The molecular force of new P. vivax blood-stage infections (molFOB) was calculated by counting the number of genotypes observed at each visit, that had not been present in the preceding two visits (0-0-1 patterns) and adjusting these counts by the respective times-at-risk. molFOB for P. vivax was determined for both genetic markers combined. Negative binomial regression models were used to assess the influence of different risk-factors on the incidence of P. vivax and P. falciparum gametocyte positivity as previously described, using positivity counts and times-at-risk over the entire period of observation . Since molFOB is a count variable measured per individual over a specific exposure time (time at risk), and is overdispersed, a negative binomial regression model was chosen in which the exposure time at risk is used as offset. If we define μj as the log of the number of genotypes at visit j, then for each infection pattern j (0-0-0 or 0-0-1) we have μj = exp(βxj + offsetj + νj), where β is a vector of regression coefficients, offsetj=log(exposure time) and νj follows a gamma distribution (to give a negative binomial distribution). Incidence rate ratios (IRR) and adjusted IRR (aIRR) were calculated with their respective 95% confidence intervals. Because using the collapsed data to model molFOB for each individual does not allow for the analysis of time-changing covariates, factors influencing frequency of parasite positivity and frequency of clinical episodes within the study period were explored using multiple failure time models allowing for time-changing covariates . For multiple failure time models, hazard rate ratios (HRR) are calculated with 95% confidence intervals. In these models, parasite positivity and clinical episodes were equivalent to a ‘failed’ outcome, respectively.

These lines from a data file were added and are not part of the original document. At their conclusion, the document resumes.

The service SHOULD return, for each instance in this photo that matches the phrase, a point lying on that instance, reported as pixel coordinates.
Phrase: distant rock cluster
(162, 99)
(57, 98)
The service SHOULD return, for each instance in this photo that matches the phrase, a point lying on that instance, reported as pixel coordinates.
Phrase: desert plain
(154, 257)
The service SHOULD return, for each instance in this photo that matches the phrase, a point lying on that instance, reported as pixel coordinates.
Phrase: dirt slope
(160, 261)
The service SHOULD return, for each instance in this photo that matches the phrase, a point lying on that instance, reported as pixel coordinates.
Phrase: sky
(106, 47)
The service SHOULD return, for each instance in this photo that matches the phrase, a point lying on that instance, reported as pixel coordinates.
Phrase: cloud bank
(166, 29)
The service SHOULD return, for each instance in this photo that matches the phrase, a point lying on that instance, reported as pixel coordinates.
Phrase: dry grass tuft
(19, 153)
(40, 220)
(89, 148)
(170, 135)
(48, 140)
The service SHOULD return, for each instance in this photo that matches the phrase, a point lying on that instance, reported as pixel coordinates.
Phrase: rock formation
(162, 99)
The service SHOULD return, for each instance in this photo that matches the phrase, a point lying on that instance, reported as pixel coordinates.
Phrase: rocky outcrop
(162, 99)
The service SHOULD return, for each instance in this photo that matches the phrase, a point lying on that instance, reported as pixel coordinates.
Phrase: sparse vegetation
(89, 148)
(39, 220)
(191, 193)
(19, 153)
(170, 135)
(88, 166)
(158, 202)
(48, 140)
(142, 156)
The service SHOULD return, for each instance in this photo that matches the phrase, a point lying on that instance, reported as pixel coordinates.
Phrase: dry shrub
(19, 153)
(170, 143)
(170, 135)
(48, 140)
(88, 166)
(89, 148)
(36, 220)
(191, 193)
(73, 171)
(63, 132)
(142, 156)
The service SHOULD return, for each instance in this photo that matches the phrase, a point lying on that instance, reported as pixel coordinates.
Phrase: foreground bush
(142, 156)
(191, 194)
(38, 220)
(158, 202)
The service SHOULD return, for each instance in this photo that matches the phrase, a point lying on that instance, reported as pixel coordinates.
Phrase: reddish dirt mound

In addition to the adjusted statistical models presented in the main manuscript, univariate analyses and multivariate analyses with backward selection are provided as Supplemental Materials. Versions of each model analysis were implemented with backwards selection to eliminate non-significant covariates resulting in the most parsimonious models. Statistical analyses were conducted using R v3.1.1 or STATA v14.